Freitag, 14. August 2015

Wieder einmal ein Anflug von Scheinheiligkeit { Raif Badawi }



Auch heute ist in Dschiddah die öffentliche Auspeitschung des Bloggers Raif Badawi ausgefallen. Die erlösende Nachricht erreichte das www. heute erst gegen 17 Uhr...


Anfang der Woche machte die Organisation "Reporter ohne Grenzen" deutlich, dass der Druck auf bundesrepublikanische Politiker wieder erhöht werden müsse, indem sie Außenminister Frank-Walter Steinmeier aufforderten, sich bei seinem Treffen am vergangenen Montag mit seinem saudischen Amtskollegen Adel Dschubair für die Freilassung aller in Saudi-Arabien inhaftierten Blogger und Journalisten einzusetzen. Christian Mihr, Geschäftsführer der Organisation, zur Deutschen Presse-Agentur: 

"Steinmeier muss auf die Einhaltung von Meinungs- und Pressefreiheit in Saudi-Arabien drängen und die Freilassung aller dort inhaftierten Journalisten und Blogger fordern. Er darf bei den Gesprächen mit seinem Amtskollegen nicht einfach zur Tagesordnung übergehen.» ( Quelle hier )
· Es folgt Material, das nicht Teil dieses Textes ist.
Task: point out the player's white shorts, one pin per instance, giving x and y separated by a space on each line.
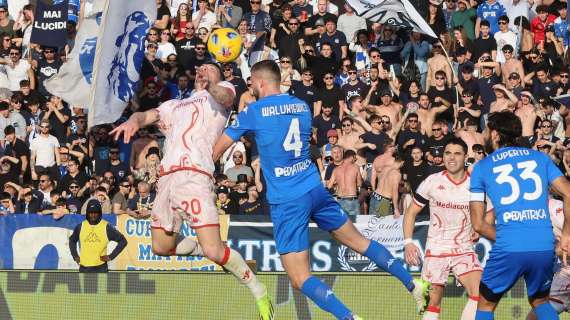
436 269
560 290
187 195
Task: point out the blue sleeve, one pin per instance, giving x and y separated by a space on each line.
477 186
245 122
552 171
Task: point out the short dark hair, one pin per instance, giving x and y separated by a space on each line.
458 142
9 130
508 127
270 69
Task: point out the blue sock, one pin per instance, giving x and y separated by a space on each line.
484 315
323 296
545 311
386 261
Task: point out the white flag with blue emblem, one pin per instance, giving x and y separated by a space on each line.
73 81
397 13
119 57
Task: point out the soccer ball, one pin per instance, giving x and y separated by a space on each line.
225 45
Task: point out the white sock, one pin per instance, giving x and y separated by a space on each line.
470 309
428 315
234 263
188 247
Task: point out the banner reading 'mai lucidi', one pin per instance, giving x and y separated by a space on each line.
50 25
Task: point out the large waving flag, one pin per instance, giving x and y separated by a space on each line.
119 57
73 81
397 13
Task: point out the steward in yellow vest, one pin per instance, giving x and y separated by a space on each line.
93 236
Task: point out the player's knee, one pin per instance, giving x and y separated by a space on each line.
214 253
162 250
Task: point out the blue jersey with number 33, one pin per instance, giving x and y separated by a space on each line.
517 181
282 126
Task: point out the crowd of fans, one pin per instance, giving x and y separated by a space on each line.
385 100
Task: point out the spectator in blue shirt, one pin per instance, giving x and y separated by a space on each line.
489 10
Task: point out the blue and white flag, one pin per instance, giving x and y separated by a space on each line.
73 81
119 57
396 13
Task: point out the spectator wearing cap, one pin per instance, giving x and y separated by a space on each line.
331 95
485 42
490 10
45 68
464 16
320 64
514 84
436 163
17 69
539 24
73 174
120 199
335 38
58 116
305 90
319 18
93 236
420 49
44 153
560 25
239 168
505 37
17 152
14 119
259 20
390 44
411 136
203 17
488 78
542 85
322 123
72 198
288 43
224 203
354 87
350 23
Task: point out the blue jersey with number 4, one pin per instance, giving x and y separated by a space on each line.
283 126
517 181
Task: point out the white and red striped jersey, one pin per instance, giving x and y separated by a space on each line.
191 128
450 231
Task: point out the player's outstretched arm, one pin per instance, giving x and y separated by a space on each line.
223 143
562 187
411 252
480 224
136 121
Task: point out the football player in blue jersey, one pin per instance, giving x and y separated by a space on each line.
517 181
282 127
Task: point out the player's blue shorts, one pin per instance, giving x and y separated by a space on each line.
291 219
503 269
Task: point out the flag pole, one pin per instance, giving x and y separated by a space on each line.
91 112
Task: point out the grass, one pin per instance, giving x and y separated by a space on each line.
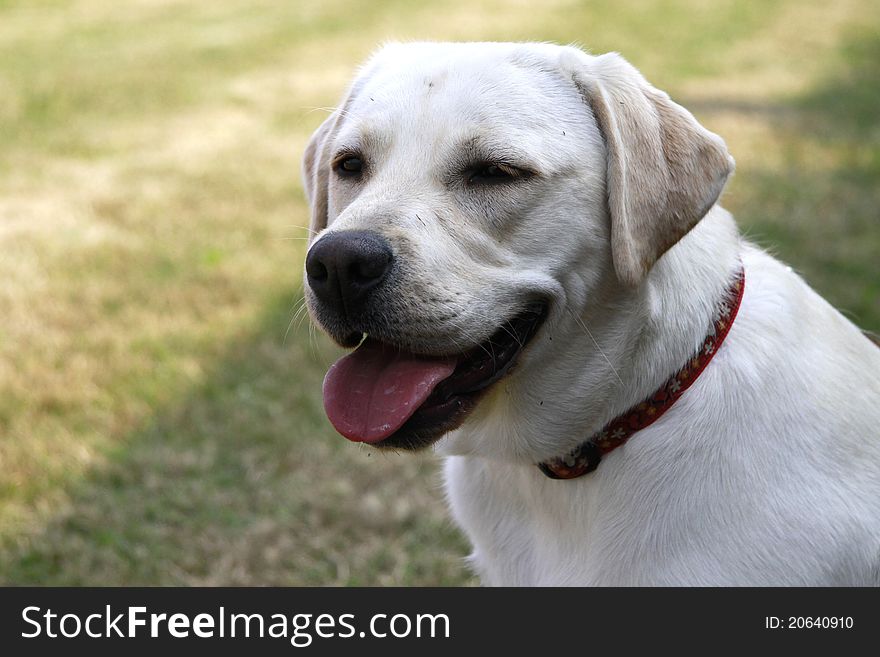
158 424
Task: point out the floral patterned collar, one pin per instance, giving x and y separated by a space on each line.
585 458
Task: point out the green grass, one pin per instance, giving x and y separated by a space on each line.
158 422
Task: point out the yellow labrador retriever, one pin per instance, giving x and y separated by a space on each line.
524 245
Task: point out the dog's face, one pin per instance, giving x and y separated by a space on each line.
468 202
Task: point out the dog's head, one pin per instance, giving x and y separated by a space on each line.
468 201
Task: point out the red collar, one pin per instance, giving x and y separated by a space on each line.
585 458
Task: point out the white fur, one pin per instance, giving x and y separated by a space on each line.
766 471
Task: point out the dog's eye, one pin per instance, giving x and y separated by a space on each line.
492 173
348 165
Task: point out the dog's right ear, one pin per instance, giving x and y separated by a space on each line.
316 164
316 173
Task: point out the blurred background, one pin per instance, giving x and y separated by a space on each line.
160 403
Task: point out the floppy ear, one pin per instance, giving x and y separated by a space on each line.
664 172
316 161
316 173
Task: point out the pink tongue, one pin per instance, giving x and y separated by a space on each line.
371 392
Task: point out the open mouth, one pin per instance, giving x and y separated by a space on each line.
388 397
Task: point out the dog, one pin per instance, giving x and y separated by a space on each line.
525 246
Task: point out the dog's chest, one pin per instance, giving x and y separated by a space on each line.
526 530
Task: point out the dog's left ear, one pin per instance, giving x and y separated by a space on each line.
664 170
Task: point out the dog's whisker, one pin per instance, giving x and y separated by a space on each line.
596 344
306 228
300 313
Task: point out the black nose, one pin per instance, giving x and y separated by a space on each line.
343 267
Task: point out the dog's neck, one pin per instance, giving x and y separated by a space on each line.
620 350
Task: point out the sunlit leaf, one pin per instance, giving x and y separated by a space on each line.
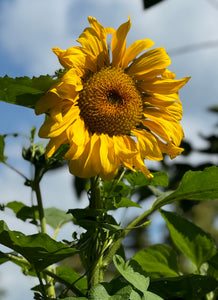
195 185
132 272
190 239
70 276
39 249
158 261
114 290
24 91
56 218
22 211
191 287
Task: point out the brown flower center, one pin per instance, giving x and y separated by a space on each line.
110 103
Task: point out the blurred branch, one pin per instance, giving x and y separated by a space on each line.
193 47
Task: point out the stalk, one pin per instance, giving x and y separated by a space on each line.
49 280
118 242
94 274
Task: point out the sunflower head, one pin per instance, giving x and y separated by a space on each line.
112 113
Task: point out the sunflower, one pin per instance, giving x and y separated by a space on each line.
112 112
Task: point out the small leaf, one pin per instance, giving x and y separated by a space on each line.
151 296
72 277
138 179
118 202
158 261
195 185
115 290
39 249
135 296
56 218
2 148
196 244
74 298
190 287
132 272
24 91
22 211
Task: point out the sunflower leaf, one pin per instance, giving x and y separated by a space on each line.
158 260
24 91
56 218
39 249
195 185
132 272
190 239
115 290
189 286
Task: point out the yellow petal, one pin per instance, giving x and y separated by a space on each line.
171 127
77 133
139 165
148 146
162 100
69 86
170 149
55 143
163 86
48 101
76 57
134 50
88 164
52 128
90 40
149 61
124 147
118 43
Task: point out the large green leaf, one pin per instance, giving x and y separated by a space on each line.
114 290
24 212
138 179
196 244
56 218
24 91
132 272
158 261
189 287
70 276
195 185
39 249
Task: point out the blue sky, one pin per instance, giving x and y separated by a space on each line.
28 31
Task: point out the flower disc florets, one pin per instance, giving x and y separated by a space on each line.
99 106
110 103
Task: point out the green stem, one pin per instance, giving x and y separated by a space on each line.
95 198
118 242
17 171
94 274
49 281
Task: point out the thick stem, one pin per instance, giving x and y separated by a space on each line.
95 198
94 275
49 281
117 244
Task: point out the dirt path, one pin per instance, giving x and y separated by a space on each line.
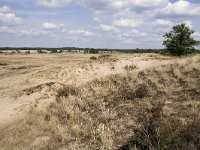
39 84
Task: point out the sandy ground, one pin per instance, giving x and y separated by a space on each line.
26 80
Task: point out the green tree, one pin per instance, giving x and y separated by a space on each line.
179 41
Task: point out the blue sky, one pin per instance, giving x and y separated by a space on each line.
94 23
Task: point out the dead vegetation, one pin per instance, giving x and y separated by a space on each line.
156 108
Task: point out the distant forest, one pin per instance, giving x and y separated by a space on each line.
89 50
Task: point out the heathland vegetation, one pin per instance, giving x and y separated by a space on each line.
115 101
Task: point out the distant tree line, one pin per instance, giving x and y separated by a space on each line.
86 50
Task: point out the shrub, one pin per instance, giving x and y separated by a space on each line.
93 58
179 41
66 91
141 91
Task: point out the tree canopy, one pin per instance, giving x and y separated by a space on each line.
179 41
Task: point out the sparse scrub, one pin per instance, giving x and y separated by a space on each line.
151 109
93 58
107 57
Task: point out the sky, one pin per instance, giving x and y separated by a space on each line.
94 23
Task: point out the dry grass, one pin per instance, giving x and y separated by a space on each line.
106 113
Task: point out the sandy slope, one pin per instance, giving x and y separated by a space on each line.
27 80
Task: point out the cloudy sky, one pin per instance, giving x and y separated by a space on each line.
94 23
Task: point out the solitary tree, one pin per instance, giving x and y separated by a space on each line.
179 41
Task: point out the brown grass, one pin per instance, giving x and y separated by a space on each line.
106 113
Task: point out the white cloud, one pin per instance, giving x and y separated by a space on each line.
163 23
4 9
6 29
24 32
32 32
127 22
49 26
80 33
53 3
189 23
180 8
196 35
10 18
109 28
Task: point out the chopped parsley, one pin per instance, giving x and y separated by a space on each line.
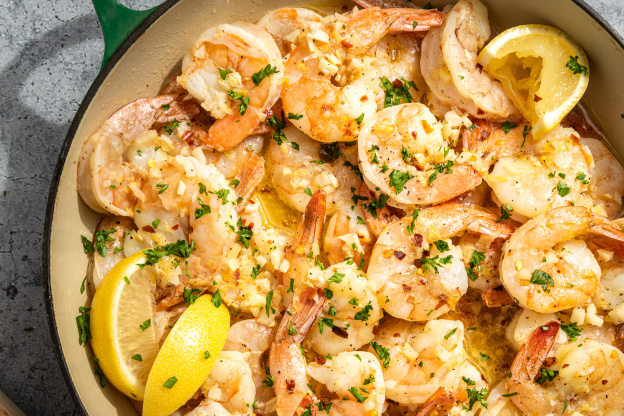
563 189
410 227
180 248
547 375
162 187
508 126
83 321
146 324
398 180
364 314
397 91
444 167
168 127
269 308
475 396
224 72
200 212
263 73
430 263
575 67
244 233
382 352
571 330
441 245
450 333
525 132
580 176
170 382
506 211
191 295
242 108
216 299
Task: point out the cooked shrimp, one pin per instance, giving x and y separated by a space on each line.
606 178
333 78
113 230
300 166
424 293
420 358
377 214
586 378
545 267
235 70
403 153
230 383
531 177
107 182
231 161
358 381
254 339
610 293
287 363
283 24
449 65
348 237
350 316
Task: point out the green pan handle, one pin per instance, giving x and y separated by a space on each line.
117 22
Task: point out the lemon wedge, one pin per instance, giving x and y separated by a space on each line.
186 357
544 71
122 325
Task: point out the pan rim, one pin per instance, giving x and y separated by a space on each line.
69 138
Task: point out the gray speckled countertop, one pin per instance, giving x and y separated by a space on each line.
51 52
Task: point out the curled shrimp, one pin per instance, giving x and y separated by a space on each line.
348 237
403 153
586 378
253 338
546 268
301 166
356 379
449 65
418 359
283 24
286 361
425 293
349 317
333 81
231 383
532 176
107 182
235 70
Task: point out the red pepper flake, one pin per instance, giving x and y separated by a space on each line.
290 386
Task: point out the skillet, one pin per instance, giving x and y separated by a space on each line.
145 48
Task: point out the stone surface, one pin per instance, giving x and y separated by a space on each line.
51 52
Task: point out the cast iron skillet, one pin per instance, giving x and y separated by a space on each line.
125 33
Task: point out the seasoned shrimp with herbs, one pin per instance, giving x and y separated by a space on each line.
355 211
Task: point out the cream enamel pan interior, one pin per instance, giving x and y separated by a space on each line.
153 54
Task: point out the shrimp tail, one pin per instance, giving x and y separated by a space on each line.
440 402
286 361
249 178
531 356
311 225
606 235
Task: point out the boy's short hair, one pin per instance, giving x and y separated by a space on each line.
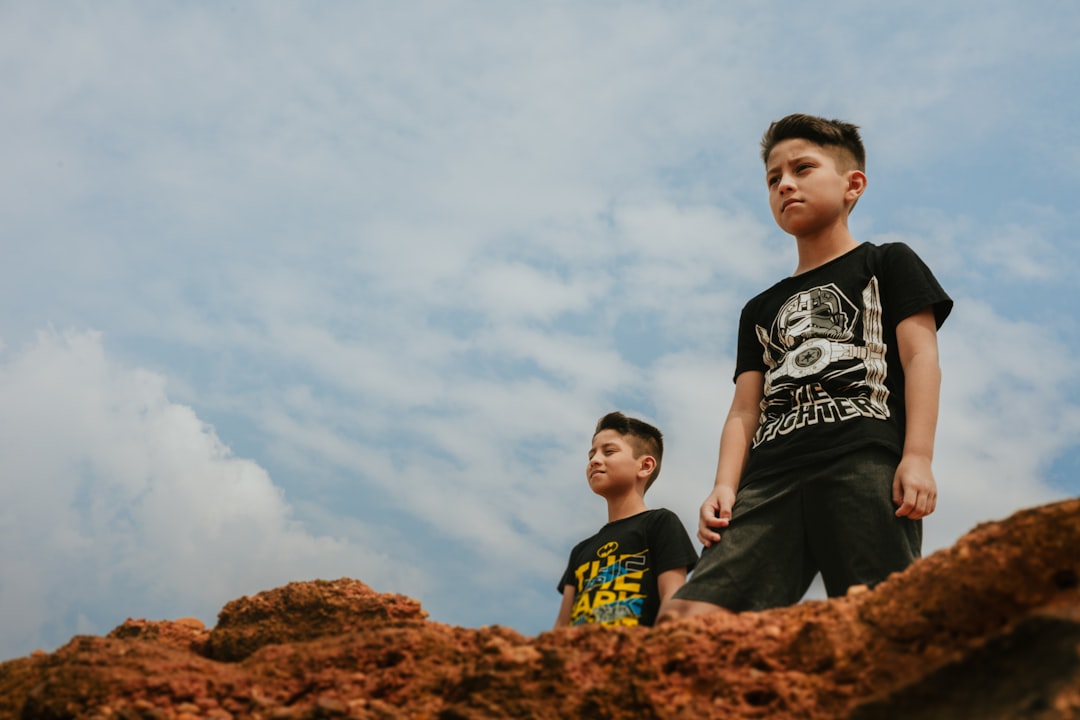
829 134
644 438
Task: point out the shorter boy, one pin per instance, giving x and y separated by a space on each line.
640 557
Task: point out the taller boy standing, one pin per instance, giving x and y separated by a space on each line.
825 454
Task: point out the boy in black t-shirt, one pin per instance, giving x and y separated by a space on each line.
640 557
825 456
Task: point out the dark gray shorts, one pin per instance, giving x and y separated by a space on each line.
835 517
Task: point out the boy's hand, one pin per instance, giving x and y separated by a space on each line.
715 513
914 488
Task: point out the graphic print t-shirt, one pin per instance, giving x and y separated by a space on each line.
826 342
615 571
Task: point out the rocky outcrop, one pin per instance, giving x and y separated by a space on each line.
988 628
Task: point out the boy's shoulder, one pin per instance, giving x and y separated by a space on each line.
871 254
642 521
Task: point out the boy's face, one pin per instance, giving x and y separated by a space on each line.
807 189
612 467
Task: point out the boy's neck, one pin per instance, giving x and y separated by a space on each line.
815 250
623 506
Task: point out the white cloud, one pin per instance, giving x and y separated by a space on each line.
119 501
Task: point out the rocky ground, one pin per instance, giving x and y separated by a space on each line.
988 628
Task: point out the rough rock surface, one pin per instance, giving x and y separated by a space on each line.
988 628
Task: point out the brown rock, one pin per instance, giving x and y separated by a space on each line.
988 628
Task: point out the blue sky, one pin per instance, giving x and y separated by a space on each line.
296 290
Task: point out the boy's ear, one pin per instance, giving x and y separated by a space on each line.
646 465
856 185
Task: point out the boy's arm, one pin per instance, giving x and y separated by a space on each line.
914 488
670 581
738 432
564 610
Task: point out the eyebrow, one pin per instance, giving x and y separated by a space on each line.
793 161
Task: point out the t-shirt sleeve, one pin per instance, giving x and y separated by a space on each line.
910 285
750 354
670 544
568 578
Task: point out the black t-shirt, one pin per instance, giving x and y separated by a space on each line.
615 571
826 342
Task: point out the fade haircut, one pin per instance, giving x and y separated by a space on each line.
834 135
643 438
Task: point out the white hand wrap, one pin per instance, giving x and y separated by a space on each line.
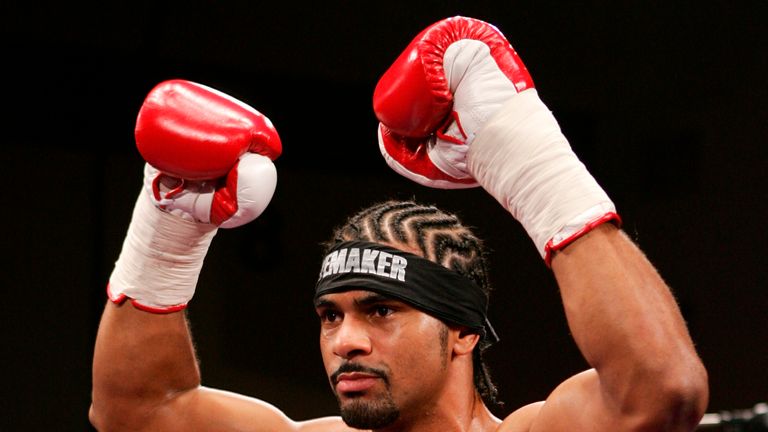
521 157
161 259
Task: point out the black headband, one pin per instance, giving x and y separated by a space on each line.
420 282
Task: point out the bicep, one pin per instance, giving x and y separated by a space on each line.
580 404
206 409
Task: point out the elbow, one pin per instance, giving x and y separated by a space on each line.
109 416
679 399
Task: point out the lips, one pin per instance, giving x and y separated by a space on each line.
355 382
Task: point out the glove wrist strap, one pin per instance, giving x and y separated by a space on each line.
522 158
160 260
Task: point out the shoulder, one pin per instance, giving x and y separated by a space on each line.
522 419
324 424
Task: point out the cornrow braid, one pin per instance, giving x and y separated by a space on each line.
437 236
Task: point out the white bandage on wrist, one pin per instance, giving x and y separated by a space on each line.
161 259
521 157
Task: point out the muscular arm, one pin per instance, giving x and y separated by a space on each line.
146 377
647 375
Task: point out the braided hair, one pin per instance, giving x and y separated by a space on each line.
437 236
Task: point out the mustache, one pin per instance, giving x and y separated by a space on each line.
356 367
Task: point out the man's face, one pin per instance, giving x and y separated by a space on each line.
382 356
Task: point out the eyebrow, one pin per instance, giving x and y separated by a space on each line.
367 300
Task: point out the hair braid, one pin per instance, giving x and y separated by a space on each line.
439 237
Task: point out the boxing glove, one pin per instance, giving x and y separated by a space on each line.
458 108
191 131
175 219
425 120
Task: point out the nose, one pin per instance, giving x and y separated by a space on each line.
351 339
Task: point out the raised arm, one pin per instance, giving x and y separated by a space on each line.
486 125
145 374
647 375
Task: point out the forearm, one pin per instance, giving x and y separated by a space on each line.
140 360
628 325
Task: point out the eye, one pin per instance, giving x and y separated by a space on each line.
328 316
382 311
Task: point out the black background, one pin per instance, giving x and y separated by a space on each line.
664 101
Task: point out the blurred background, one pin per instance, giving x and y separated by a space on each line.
663 101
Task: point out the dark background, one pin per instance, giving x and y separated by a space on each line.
664 101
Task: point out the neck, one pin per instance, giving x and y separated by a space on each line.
451 411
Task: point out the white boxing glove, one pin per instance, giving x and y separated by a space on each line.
172 227
458 108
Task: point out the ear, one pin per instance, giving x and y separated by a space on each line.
465 342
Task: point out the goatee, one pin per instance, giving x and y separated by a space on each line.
362 414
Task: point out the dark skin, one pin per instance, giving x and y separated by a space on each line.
620 312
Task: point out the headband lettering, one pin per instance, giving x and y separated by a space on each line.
436 290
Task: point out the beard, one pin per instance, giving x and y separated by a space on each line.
364 414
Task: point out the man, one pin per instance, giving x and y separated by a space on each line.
401 294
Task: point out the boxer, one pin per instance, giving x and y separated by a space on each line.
402 291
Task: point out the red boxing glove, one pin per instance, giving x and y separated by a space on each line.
422 135
191 131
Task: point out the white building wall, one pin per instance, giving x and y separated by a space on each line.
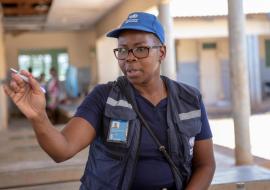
108 68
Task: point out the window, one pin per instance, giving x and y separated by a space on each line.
40 61
209 45
267 53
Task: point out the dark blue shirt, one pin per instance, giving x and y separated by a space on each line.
152 169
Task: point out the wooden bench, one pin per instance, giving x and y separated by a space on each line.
241 178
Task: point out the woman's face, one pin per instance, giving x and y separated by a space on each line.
141 70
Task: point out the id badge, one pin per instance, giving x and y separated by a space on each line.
118 131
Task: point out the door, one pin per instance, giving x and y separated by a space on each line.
210 78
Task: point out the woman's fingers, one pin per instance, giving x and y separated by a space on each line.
8 91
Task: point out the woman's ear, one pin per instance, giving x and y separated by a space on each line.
163 51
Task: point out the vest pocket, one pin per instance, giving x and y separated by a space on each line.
188 129
104 168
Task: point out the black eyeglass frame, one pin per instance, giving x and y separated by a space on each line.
132 51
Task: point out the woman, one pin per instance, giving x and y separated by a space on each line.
127 157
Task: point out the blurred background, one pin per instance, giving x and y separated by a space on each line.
63 44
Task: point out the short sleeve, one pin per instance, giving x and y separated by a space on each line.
205 130
92 107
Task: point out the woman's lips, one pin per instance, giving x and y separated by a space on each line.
132 72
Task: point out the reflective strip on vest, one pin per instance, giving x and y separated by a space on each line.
190 115
121 103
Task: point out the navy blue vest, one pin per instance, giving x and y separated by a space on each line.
111 166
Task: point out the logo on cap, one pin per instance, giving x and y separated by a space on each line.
133 16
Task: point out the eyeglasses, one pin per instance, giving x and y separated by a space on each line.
138 52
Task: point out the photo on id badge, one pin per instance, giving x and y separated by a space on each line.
118 131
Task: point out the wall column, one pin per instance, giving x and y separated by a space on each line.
168 68
255 83
3 98
239 86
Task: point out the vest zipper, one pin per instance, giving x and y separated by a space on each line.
136 159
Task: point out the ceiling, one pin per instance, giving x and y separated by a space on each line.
53 15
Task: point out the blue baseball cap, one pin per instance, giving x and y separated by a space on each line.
143 22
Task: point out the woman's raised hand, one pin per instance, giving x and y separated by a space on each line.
28 97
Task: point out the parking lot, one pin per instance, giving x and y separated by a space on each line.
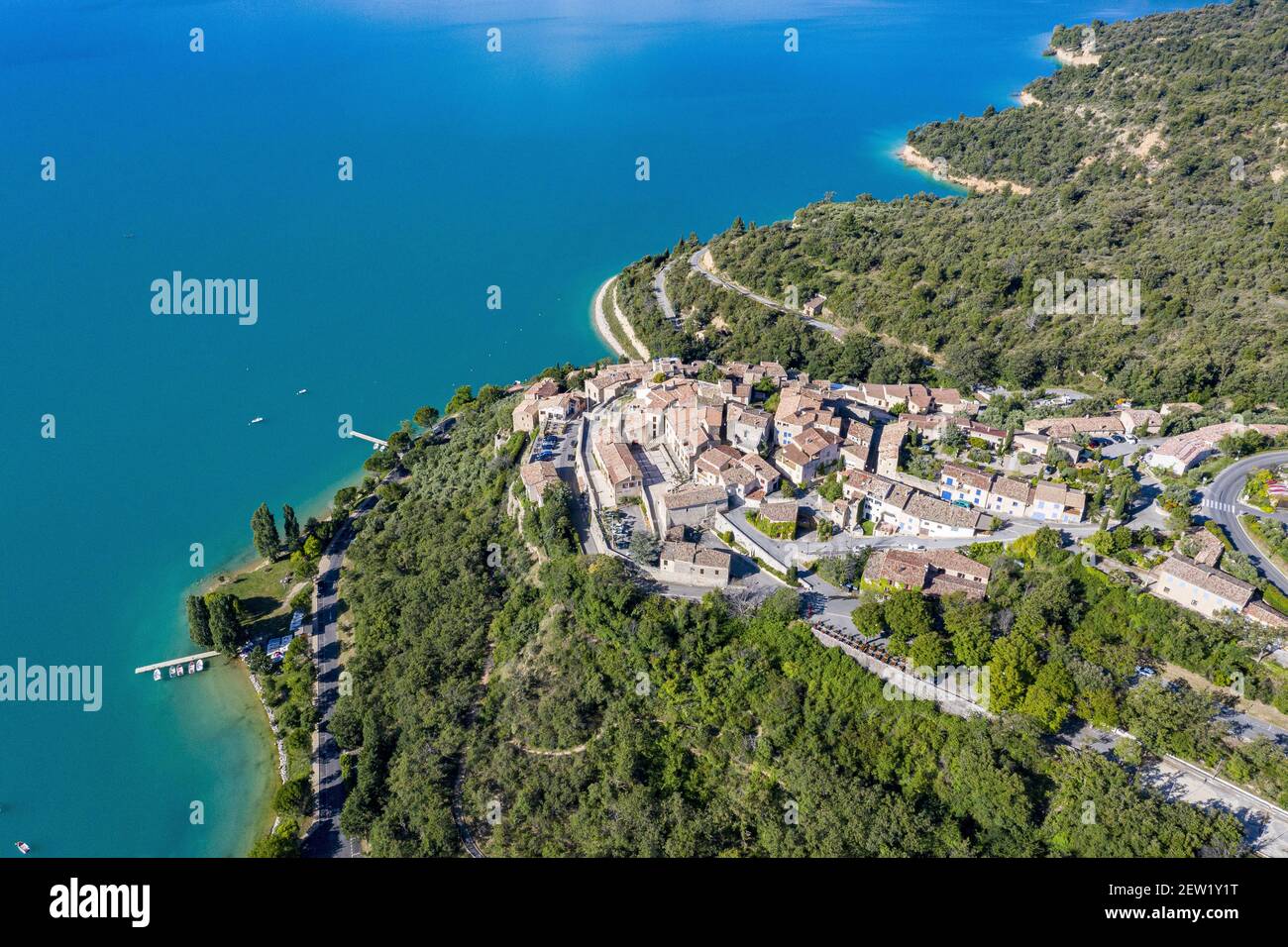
619 526
555 445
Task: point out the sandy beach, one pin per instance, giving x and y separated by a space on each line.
911 157
600 320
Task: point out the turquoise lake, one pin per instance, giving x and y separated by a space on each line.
472 169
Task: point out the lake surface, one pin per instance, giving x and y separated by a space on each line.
472 169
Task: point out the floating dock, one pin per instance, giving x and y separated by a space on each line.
204 655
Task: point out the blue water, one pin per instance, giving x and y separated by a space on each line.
472 169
Nach seinem Treffen mit Adel Dschubair betonte Steinmeier, dass der Fall Badawi ein Gesprächsthema gewesen sei. "Natürlich hoffen und setzen wir darauf, dass es eine menschliche Lösung gibt." 
Doch wie nicht anders zu erwarten war, wies der saudische Außenminister auf einer anschließenden Pressekonferenz wieder all die Kritik zurück und meinte, dass die Justiz seines Landes unabhängig entscheiden werde, wie sie mit Raif Badawi umgehe: "Wir akzeptieren keine äußere Einmischung."  ( Quelle hier )

Nichts Neues also auf dem diplomatischen Parkett...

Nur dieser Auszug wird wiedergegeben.